High School Journalism Symposium

Our annual high school symposium offers two days of journalism training to high school students in the United States and around the world. The event features workshops led by News staffers, prominent guest speakers and automatic entry into our high school journalism competition. We now offer two versions of the symposium: one in-person for students able to travel to New Haven and one online for those who wish to attend virtually, particularly from other time zones.

Programming, registration, financial aid, and competition information is available on our symposium website.

High School Summer Journalism Program

Each summer, the News welcomes high school students from around the country to New Haven for a week of journalism training and real-world reporting experience. In addition to guest speaker events and lectures by News staffers, students have the opportunity to engage in small groups throughout the week as they pitch, report, and edit their own news and opinion pieces with guidance from experienced student journalists at Yale.

It is highly likely that this year’s program will be offered virtually. Please check here for dates and registration information.

The Wallace Prize

The Wallace Prize is the most prestigious independently awarded undergraduate writing prize at Yale.
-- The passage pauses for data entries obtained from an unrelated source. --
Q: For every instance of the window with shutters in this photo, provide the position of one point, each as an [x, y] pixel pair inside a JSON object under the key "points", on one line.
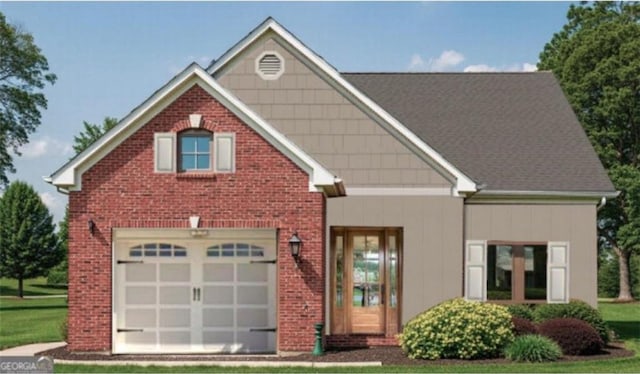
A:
{"points": [[194, 151], [269, 65], [517, 272]]}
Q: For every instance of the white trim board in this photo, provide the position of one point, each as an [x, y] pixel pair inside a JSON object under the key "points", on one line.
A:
{"points": [[69, 176], [462, 182], [400, 191]]}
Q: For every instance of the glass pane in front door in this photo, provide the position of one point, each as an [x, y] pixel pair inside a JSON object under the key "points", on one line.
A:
{"points": [[367, 312]]}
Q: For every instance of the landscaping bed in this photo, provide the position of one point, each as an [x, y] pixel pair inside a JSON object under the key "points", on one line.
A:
{"points": [[386, 355]]}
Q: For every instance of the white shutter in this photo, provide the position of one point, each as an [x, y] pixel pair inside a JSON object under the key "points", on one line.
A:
{"points": [[224, 147], [475, 279], [558, 272], [164, 152]]}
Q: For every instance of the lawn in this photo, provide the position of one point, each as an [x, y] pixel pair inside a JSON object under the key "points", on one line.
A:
{"points": [[623, 318], [38, 320], [32, 287], [24, 321]]}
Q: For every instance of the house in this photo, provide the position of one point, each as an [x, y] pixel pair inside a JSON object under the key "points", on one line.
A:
{"points": [[399, 190]]}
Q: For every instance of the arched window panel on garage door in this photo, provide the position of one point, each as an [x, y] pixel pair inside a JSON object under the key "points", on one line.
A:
{"points": [[235, 250], [157, 250]]}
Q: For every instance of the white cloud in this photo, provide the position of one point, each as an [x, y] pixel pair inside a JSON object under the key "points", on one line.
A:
{"points": [[50, 200], [44, 146], [525, 67], [447, 60], [175, 68], [479, 68], [417, 63]]}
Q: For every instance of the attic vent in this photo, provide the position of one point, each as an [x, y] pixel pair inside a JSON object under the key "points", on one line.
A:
{"points": [[270, 65]]}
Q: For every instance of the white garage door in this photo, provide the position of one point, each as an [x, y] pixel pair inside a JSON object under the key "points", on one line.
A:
{"points": [[195, 295]]}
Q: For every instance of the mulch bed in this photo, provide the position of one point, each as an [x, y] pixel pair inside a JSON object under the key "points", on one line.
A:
{"points": [[386, 355]]}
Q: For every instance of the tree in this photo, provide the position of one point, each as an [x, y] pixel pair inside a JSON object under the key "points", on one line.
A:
{"points": [[23, 72], [58, 275], [596, 58], [91, 133], [609, 275], [29, 246]]}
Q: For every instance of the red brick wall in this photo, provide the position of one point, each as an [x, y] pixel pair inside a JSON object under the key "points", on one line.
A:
{"points": [[267, 190]]}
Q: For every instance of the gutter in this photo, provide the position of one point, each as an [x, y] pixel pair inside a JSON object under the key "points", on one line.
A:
{"points": [[586, 194], [59, 189]]}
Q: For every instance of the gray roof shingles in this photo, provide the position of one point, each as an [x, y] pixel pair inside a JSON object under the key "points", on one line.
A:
{"points": [[510, 131]]}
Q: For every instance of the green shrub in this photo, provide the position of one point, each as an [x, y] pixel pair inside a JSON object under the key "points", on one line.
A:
{"points": [[521, 311], [57, 277], [458, 329], [574, 336], [574, 309], [533, 348], [523, 326]]}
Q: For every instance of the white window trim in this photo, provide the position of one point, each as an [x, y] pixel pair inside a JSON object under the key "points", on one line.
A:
{"points": [[179, 154], [156, 155], [269, 77], [217, 136], [551, 265]]}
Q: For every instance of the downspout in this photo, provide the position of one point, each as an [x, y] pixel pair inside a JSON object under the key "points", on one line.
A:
{"points": [[479, 187]]}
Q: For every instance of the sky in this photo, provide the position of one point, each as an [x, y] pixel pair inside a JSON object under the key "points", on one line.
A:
{"points": [[111, 56]]}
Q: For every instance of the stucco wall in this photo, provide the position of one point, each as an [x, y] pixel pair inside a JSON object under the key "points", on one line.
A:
{"points": [[432, 242], [573, 223], [326, 125], [266, 191]]}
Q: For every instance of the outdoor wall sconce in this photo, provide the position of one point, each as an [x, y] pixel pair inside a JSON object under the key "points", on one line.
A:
{"points": [[295, 244], [91, 226]]}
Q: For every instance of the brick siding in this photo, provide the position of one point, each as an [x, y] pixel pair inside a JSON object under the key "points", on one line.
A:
{"points": [[267, 190]]}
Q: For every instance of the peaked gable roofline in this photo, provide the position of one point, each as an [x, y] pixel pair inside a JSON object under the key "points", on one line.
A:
{"points": [[462, 183], [69, 176]]}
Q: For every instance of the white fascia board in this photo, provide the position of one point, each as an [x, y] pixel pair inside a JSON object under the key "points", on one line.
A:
{"points": [[400, 191], [463, 182], [538, 197], [515, 193], [70, 174]]}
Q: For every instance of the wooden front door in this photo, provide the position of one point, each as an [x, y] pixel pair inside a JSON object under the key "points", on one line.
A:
{"points": [[365, 281], [365, 264]]}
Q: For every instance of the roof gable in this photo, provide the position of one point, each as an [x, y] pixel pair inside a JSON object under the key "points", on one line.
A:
{"points": [[69, 176], [461, 181], [514, 133]]}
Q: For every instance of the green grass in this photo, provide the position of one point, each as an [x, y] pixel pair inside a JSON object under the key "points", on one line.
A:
{"points": [[623, 318], [32, 287], [37, 320], [25, 321]]}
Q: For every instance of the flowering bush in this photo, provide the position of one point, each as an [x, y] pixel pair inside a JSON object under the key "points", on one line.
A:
{"points": [[533, 348], [458, 329]]}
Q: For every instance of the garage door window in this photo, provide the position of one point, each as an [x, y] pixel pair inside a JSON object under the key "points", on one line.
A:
{"points": [[235, 250], [157, 250]]}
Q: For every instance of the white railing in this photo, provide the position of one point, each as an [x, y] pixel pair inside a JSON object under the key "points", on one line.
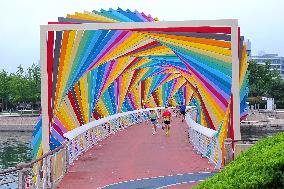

Every spring, the Yale Daily News Magazine hosts an open submission for the prize in memory of Peter J. Wallace ’64, a former member of the News’ managing board. Undergraduates from all disciplines submit their unpublished fiction and nonfiction for a chance to be published in a special issue of the magazine and win a cash prize. Submissions are judged by an anonymous panel of experts across literature, academia and journalism.

Read past winners here. To keep up with the Prize, join the Mag panlist by emailing the editors in chief.

The Scot Haller Prize

The Scot Haller Prize recognizes the most outstanding story or series published by the Yale Daily News in any form during the academic year. Every spring beginning in 2021, editorial desks at the News may nominate up to three entries authored by News staffers. A panel of News alumni and other journalists determine first and second place winners — with $2,000 and $500 prizes, respectively — as well as honorable mentions. The prize was established in 2021 and honors Scot K. Haller ’77, a former arts editor for the News, who was an award-winning journalist when he died at age 35.